Property Path use in Wikidata Queries
I recently began taking a look at the Wikidata query logs that were published a couple of months ago and wanted to look into how some features of SPARQL were being used on Wikidata. The first thing I’ve looked at is the use of property paths: how often paths are used, what path operators are used, and with what frequency.

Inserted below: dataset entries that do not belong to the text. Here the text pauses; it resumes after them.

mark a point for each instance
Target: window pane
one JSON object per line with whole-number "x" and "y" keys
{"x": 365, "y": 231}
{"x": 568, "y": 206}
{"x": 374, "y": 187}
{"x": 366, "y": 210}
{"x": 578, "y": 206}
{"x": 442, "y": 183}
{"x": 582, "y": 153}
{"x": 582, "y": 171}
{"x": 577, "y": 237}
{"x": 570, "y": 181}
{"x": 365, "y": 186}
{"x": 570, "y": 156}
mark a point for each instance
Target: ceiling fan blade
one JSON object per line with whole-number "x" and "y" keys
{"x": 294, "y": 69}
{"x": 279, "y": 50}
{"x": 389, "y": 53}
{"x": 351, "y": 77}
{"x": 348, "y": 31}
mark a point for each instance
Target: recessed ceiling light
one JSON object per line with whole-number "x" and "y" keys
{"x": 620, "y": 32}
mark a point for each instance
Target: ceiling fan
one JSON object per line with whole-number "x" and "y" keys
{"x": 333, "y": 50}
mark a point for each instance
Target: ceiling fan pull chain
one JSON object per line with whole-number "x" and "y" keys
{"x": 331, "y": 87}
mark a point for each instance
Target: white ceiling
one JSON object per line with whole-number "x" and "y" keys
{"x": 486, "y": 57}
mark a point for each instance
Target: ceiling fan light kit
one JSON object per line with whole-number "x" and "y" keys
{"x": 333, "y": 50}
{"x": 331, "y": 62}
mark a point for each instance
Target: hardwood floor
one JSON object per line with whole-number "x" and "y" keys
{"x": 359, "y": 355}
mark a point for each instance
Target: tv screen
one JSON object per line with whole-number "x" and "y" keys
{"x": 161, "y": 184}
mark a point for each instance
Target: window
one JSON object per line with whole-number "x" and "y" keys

Using the “interval 3” logs (2017-08-07–2017-09-03 representing ~78M successful queries1), I found that ~25% of queries used property paths. The vast majority of these use just a single property path, but there are queries that use as many as 19 property paths:
Pct. | Count | Number of Paths |
---|---|---|
74.3048% | 58161337 | 0 paths used in query |
24.7023% | 19335490 | 1 paths used in query |
0.6729% | 526673 | 2 paths used in query |
0.2787% | 218186 | 4 paths used in query |
0.0255% | 19965 | 3 paths used in query |
0.0056% | 4387 | 7 paths used in query |
0.0037% | 2865 | 8 paths used in query |
0.0030% | 2327 | 9 paths used in query |
0.0011% | 865 | 6 paths used in query |
0.0008% | 604 | 11 paths used in query |
0.0006% | 434 | 5 paths used in query |
0.0005% | 398 | 10 paths used in query |
0.0002% | 156 | 12 paths used in query |
0.0001% | 110 | 15 paths used in query |
0.0001% | 101 | 19 paths used in query |
0.0001% | 56 | 13 paths used in query |
0.0000% | 12 | 14 paths used in query |
I normalized IRIs and variable names used in the paths so that I could look at just the path operators and the structure of the paths.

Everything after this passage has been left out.